See the function of the call stack hint, found that when we call copy, if we do not pass in buffer, the internal will repeatedly create this buf. Basically, the problem is fixed.

So we know that an object will always be recycled by GC, how to deal with it, the general practice is to use object pooling.

After the transformation, we copy the time to pass a buffer in, this buffer from sync. Pool to fetch:

var buffPool sync.Poolfunc (this *HttpClient) downLoadFile(resp *http.Response) error {//err write /dev/null: bad file descriptor#out, err := os.OpenFile("/dev/null", os.O_RDWR|os.O_CREATE|os.O_APPEND, 0666)defer out.Close()buf := buffPool.Get()if buf == nil {buf = make([]byte, 32*1024)}io.CopyBuffer(out, resp.Body, buf.([]byte))buffPool.Put(buf)return err

Using this method, the heap occupancy here is immediately lowered:

Through this way of thinking, the heap cumulative distribution of some of the more frequent points to find out, the GC dropped below 100ms.

To record several GC-optimized points, high-frequency requests must be noted:

1, the function should try not to return to map, slice object, this frequently called function will bring pressure to the GC.

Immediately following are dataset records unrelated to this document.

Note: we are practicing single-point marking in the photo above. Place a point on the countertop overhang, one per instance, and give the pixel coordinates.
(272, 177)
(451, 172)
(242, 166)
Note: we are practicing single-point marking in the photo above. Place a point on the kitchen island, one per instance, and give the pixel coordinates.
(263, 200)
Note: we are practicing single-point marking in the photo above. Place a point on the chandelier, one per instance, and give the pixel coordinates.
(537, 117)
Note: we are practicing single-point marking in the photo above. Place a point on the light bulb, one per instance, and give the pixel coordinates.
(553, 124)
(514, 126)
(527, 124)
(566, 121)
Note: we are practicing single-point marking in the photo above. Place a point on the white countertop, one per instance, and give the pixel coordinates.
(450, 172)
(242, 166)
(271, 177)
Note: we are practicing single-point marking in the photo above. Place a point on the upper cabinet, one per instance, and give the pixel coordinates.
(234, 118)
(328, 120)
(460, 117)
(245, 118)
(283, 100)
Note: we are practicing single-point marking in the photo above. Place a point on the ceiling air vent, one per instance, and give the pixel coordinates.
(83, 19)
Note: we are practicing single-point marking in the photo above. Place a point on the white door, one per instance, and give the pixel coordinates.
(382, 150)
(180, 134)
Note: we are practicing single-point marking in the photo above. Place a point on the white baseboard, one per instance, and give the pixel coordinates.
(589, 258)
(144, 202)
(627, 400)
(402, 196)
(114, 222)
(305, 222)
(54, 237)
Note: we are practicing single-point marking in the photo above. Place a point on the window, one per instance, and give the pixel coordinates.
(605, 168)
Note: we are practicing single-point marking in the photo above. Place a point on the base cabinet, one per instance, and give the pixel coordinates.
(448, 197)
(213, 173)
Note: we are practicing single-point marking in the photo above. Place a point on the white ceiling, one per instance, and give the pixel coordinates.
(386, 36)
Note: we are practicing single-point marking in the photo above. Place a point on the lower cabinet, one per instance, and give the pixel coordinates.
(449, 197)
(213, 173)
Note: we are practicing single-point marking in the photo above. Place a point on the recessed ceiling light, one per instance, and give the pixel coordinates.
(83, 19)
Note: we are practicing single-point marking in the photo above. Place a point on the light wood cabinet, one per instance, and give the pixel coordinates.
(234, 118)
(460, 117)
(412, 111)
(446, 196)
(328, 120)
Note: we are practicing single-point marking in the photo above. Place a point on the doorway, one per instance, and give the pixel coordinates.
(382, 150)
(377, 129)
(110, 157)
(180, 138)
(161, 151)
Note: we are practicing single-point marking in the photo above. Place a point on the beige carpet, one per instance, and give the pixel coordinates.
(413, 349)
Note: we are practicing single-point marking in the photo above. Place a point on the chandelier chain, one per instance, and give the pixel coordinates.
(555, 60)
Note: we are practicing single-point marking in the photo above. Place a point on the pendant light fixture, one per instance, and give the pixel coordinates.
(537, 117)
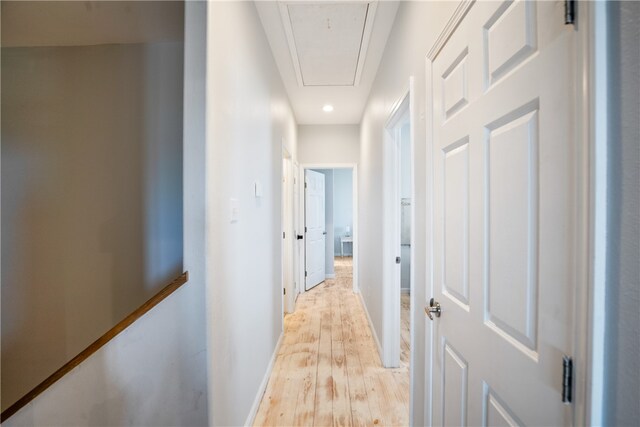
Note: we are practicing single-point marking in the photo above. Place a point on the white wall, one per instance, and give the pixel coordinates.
(248, 114)
(153, 373)
(319, 144)
(416, 27)
(622, 363)
(91, 196)
(342, 208)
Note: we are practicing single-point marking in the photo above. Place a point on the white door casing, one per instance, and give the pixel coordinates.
(288, 277)
(315, 234)
(298, 249)
(504, 190)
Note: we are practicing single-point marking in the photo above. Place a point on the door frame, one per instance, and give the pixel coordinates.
(302, 261)
(591, 177)
(403, 108)
(287, 226)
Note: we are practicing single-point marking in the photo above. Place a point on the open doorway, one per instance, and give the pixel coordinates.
(329, 224)
(398, 236)
(328, 217)
(288, 249)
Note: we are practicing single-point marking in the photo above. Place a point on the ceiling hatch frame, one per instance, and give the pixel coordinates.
(283, 6)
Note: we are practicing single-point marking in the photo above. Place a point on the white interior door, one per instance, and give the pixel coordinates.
(504, 191)
(314, 225)
(287, 236)
(298, 249)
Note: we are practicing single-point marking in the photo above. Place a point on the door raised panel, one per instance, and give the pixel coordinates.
(509, 38)
(496, 412)
(455, 377)
(511, 155)
(454, 85)
(455, 282)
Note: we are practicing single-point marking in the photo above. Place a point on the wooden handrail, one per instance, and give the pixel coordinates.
(95, 346)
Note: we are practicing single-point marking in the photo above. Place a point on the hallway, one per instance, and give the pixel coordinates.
(327, 370)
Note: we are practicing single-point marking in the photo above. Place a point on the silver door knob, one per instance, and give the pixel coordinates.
(433, 309)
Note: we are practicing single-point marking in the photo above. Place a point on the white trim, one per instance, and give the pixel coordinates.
(592, 129)
(263, 385)
(450, 27)
(366, 38)
(429, 280)
(354, 168)
(373, 330)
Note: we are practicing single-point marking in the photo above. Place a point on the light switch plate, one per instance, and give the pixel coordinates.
(234, 210)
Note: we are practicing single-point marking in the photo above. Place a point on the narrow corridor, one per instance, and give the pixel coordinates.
(328, 371)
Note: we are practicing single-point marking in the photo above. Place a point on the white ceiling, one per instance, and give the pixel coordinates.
(327, 53)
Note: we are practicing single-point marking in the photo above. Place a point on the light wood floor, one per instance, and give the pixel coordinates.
(327, 370)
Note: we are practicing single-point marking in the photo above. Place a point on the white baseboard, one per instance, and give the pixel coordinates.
(373, 330)
(263, 385)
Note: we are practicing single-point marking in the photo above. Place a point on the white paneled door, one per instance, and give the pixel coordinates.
(504, 189)
(315, 234)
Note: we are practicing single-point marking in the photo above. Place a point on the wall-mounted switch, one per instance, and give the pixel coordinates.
(234, 210)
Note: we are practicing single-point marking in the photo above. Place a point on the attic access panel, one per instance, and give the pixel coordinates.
(328, 41)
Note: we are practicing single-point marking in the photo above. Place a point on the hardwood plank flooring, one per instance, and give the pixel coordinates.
(327, 371)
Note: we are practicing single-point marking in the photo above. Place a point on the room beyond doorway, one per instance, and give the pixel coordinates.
(336, 234)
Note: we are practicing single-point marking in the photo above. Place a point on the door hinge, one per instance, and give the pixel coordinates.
(567, 379)
(569, 12)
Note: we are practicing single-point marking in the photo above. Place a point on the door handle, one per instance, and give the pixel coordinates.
(434, 307)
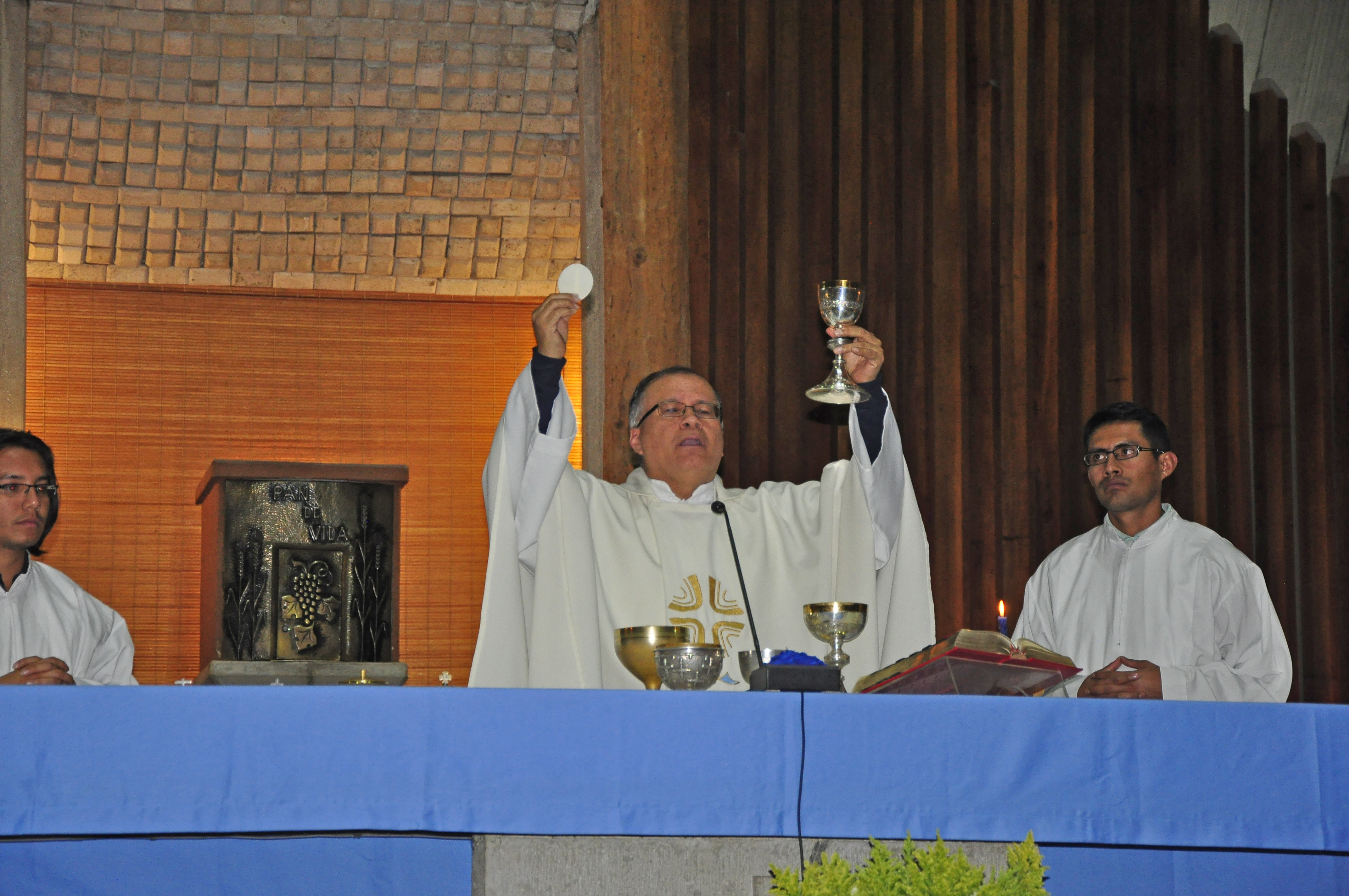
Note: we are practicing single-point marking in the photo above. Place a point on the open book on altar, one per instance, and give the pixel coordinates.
(973, 662)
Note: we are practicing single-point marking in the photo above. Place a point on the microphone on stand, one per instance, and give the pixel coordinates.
(721, 509)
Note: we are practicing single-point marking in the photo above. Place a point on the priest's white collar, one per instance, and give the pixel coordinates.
(1147, 535)
(705, 494)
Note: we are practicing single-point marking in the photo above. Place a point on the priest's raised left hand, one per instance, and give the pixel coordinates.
(863, 358)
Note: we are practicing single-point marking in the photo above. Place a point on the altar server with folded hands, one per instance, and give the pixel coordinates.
(52, 631)
(1159, 606)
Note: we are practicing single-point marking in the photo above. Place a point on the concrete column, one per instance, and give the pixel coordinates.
(644, 207)
(508, 865)
(14, 46)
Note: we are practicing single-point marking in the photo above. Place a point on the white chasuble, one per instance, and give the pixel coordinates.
(45, 613)
(574, 558)
(1178, 596)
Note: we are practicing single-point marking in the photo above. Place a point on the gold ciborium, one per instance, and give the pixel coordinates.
(836, 624)
(636, 647)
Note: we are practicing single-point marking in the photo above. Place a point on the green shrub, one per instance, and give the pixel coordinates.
(916, 872)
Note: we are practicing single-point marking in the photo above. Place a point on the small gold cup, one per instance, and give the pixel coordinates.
(636, 647)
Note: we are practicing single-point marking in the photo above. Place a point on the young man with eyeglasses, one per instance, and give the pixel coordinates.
(1159, 606)
(52, 631)
(574, 558)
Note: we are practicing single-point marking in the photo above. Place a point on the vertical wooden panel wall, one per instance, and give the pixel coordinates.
(139, 388)
(1047, 202)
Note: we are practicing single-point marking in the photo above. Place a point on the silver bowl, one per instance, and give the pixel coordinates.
(690, 667)
(836, 623)
(749, 662)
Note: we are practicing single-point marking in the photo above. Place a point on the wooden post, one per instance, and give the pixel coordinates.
(14, 69)
(644, 104)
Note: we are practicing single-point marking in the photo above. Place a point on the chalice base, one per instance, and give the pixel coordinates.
(838, 389)
(837, 659)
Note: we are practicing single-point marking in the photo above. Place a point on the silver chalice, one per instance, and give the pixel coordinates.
(841, 303)
(836, 624)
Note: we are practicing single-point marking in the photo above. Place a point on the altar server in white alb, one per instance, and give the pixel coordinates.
(1159, 606)
(52, 631)
(574, 558)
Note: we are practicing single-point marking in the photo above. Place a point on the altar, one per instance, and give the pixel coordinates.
(1123, 797)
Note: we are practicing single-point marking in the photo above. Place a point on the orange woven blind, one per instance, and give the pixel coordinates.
(138, 389)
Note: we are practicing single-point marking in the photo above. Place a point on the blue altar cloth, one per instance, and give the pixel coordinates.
(239, 867)
(216, 760)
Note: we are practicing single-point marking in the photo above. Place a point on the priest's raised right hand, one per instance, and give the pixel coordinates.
(551, 322)
(36, 670)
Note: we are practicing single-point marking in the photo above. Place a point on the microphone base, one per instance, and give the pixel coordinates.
(797, 678)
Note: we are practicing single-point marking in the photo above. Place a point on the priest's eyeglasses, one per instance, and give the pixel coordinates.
(675, 409)
(1122, 453)
(22, 489)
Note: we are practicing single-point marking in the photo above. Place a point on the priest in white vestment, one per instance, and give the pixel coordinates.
(52, 631)
(574, 558)
(1158, 606)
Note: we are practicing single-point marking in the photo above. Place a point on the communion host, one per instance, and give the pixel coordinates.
(52, 631)
(574, 558)
(1161, 606)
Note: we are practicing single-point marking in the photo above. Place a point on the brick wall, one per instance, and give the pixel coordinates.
(355, 145)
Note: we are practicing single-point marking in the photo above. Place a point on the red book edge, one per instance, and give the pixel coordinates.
(982, 656)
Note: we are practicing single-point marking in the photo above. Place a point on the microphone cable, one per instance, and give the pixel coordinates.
(718, 508)
(800, 789)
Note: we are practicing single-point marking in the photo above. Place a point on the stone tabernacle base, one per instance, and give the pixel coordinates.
(299, 673)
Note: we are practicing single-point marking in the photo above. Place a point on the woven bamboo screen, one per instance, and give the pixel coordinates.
(138, 389)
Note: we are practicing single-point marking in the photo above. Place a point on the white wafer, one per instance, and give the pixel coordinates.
(577, 280)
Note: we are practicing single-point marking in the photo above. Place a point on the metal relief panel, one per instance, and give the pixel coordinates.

2, small objects to be merged.

3, the function frequently creates simple objects, returns the object directly, the effect is better than the return pointer effect.

4, can't avoid, can use sync. Pool is used, although some people say it is not recommended to use sync after 1.10. Pool, but in terms of pressure measurement, it is still used effect, heap accumulation allocation size can be reduced by more than half.

5, type conversion to note that the official usage of the consumption is particularly large, recommended the use of rain marks way.

6, avoid creating slice repeatedly.

Related Article

Contact Us

The content source of this page is from Internet, which doesn't represent Alibaba Cloud's opinion; products and services mentioned on that page don't have any relationship with Alibaba Cloud. If the content of the page makes you feel confusing, please write us an email, we will handle the problem within 5 days after receiving your email.

If you find any instances of plagiarism from the community, please send an email to: info-contact@alibabacloud.com and provide relevant evidence. A staff member will contact you within 5 working days.

A Free Trial That Lets You Build Big!

Start building with 50+ products and up to 12 months usage for Elastic Compute Service

  • Sales Support

    1 on 1 presale consultation

  • After-Sales Support

    24/7 Technical Support 6 Free Tickets per Quarter Faster Response

  • Alibaba Cloud offers highly flexible support services tailored to meet your exact needs.